- The recent stock rally resembles a bear-market head fake, according to Morgan Stanley's Mike Wilson.
- He warned investors not to bite on the current optimism because downbeat earnings are ahead.
Investors shouldn't let the current stock market surge fool them into buying the rally because corporate earnings are still set to decline, according to Morgan Stanley's Michael Wilson.
In a note on Sunday, the firm's top strategist explained that more and more investors are beginning to entertain the idea of an economic soft landing, or have postponed their recession forecasts to later in the year due to China's reopening and falling natural gas prices in Europe.
But the bear market isn't over yet, he said.
"The final stages of the bear market are always the trickiest, and we have been on high alert for such head fakes, like the rally from October to December we anticipated and traded," Wilson warned, noting that investors shouldn't lose focus as price action and confusing data emerge. "Suffice it to say, we're not biting on this recent rally because our work and process are so convincingly bearish on earnings."

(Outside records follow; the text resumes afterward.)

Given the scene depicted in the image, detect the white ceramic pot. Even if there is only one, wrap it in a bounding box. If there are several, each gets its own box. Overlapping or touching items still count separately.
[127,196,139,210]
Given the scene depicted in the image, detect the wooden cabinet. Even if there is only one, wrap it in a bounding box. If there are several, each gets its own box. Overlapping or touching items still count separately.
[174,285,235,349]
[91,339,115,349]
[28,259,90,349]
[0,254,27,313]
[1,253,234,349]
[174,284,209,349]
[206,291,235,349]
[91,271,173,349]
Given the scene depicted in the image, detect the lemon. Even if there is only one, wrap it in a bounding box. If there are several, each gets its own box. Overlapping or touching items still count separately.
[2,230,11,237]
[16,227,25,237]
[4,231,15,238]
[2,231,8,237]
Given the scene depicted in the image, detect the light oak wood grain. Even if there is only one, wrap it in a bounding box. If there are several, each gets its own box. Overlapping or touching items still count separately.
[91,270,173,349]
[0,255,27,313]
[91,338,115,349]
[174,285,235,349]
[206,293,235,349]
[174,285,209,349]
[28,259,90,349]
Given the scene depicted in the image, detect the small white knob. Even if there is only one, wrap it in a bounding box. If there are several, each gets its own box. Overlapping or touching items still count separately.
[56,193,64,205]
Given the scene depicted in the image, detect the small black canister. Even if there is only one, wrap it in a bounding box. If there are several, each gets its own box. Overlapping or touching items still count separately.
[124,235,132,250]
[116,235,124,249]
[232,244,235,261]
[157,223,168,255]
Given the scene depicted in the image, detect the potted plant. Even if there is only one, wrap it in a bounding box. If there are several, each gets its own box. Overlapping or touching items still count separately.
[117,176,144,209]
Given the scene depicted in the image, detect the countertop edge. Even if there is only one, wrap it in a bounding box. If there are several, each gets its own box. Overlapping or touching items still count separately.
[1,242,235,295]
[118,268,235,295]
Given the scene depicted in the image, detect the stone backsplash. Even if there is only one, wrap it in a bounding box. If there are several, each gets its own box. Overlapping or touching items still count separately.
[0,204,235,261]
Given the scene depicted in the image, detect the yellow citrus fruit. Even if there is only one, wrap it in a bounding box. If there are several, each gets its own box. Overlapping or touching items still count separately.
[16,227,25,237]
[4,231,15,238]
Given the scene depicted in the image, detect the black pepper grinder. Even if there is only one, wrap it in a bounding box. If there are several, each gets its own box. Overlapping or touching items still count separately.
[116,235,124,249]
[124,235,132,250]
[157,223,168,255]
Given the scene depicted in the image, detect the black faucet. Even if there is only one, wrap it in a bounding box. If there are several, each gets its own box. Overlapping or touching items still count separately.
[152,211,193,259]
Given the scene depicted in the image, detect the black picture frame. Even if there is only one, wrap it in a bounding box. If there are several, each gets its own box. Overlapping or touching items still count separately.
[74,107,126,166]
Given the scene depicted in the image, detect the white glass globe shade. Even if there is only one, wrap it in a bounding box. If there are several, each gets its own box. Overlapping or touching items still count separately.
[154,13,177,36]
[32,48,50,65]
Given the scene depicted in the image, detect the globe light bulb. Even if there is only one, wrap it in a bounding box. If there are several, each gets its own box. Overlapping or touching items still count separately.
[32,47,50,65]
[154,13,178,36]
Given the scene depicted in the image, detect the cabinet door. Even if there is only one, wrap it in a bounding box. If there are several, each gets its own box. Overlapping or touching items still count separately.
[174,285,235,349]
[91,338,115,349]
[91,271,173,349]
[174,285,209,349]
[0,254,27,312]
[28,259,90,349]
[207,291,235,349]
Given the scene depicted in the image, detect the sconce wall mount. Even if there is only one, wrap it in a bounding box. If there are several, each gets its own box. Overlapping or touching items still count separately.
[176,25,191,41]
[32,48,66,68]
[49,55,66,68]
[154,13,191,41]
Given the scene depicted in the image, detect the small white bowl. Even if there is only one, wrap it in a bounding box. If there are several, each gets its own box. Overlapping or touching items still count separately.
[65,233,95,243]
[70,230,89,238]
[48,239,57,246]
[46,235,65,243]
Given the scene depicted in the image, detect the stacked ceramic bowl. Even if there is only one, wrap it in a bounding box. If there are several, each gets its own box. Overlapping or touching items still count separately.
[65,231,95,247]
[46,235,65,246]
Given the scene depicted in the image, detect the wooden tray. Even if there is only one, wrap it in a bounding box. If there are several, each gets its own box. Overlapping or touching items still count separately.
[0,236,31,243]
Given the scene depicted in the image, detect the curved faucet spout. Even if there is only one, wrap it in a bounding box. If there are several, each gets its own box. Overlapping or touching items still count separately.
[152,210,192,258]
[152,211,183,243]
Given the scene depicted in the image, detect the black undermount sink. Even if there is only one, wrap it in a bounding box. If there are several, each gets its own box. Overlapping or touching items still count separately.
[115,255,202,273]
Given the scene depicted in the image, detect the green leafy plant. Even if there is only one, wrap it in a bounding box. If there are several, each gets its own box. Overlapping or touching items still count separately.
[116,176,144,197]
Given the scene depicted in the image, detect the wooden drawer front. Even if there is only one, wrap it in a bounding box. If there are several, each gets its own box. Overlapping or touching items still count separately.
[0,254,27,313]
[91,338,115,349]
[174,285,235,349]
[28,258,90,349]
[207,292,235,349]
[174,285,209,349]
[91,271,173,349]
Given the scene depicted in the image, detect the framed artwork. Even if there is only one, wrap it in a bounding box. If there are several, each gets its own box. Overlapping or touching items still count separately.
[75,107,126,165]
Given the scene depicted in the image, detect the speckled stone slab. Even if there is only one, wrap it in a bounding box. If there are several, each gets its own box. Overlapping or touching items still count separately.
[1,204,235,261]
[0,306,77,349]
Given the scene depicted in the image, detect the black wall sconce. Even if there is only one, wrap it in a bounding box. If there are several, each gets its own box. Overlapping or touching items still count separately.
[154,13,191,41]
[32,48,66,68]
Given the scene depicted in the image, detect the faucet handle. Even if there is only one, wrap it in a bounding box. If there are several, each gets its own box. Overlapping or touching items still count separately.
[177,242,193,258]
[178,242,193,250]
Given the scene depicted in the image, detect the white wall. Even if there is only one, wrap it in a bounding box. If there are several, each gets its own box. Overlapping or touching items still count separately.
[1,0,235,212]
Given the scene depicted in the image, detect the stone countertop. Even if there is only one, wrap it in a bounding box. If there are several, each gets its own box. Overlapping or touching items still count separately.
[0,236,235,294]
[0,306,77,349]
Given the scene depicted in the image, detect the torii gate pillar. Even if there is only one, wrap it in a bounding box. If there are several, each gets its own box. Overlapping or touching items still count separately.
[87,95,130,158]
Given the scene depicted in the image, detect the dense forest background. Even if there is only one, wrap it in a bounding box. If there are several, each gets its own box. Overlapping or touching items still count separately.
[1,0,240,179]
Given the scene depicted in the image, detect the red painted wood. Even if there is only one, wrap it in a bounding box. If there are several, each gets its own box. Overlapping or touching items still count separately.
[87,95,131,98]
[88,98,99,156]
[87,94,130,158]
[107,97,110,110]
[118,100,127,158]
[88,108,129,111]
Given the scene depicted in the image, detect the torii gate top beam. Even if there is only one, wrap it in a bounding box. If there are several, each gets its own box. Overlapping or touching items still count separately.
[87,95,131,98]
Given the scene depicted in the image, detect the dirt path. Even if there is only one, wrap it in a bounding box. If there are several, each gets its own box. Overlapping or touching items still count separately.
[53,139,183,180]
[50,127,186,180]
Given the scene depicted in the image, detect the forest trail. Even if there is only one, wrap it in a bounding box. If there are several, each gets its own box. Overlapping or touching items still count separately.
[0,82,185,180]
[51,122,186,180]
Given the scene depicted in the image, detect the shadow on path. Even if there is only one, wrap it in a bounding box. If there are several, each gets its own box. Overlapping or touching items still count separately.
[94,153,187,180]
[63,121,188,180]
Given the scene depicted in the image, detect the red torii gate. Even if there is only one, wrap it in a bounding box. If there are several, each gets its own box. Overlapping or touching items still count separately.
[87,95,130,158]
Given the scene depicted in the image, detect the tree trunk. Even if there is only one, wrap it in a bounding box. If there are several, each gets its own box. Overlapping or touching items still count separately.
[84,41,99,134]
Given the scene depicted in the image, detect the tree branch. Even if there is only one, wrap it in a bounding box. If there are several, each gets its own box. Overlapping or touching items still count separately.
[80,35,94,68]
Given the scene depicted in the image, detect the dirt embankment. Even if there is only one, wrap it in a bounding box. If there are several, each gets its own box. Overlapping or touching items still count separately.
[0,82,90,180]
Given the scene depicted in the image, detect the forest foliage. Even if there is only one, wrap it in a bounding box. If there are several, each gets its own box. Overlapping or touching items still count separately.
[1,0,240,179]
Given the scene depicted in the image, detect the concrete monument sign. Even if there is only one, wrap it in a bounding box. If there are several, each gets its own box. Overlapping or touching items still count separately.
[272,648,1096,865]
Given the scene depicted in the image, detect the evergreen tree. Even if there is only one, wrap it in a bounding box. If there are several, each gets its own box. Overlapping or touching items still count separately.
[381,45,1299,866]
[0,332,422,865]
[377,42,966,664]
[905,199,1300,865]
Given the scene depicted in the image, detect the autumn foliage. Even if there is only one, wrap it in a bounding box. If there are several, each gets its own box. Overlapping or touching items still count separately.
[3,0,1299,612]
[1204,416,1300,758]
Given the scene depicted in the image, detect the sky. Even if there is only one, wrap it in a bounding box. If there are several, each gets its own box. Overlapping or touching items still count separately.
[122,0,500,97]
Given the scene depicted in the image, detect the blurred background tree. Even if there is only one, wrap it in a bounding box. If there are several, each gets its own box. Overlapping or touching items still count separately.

He pointed out that Morgan Stanley's research has forecasted a steep dip in forward earnings estimates, independent of any recession call. The last two times the bank's model clocked in this far below consensus, the S&P 500 fell by 34% and 49%.
The exact magnitude of those figures could be wrong, but Wilson maintained that they appear directionally correct.
His forecast remains predicated on companies' shrinking margins, as costs appear to be climbing faster than sales. This pattern already began in various industries even before an official recession has been declared.
"We think the earnings recession is imminent," he wrote. "We find the shift in investor tone supportive of our call for new lows in the S&P 500, which will bring this bear market to a close later this quarter or early in 2Q."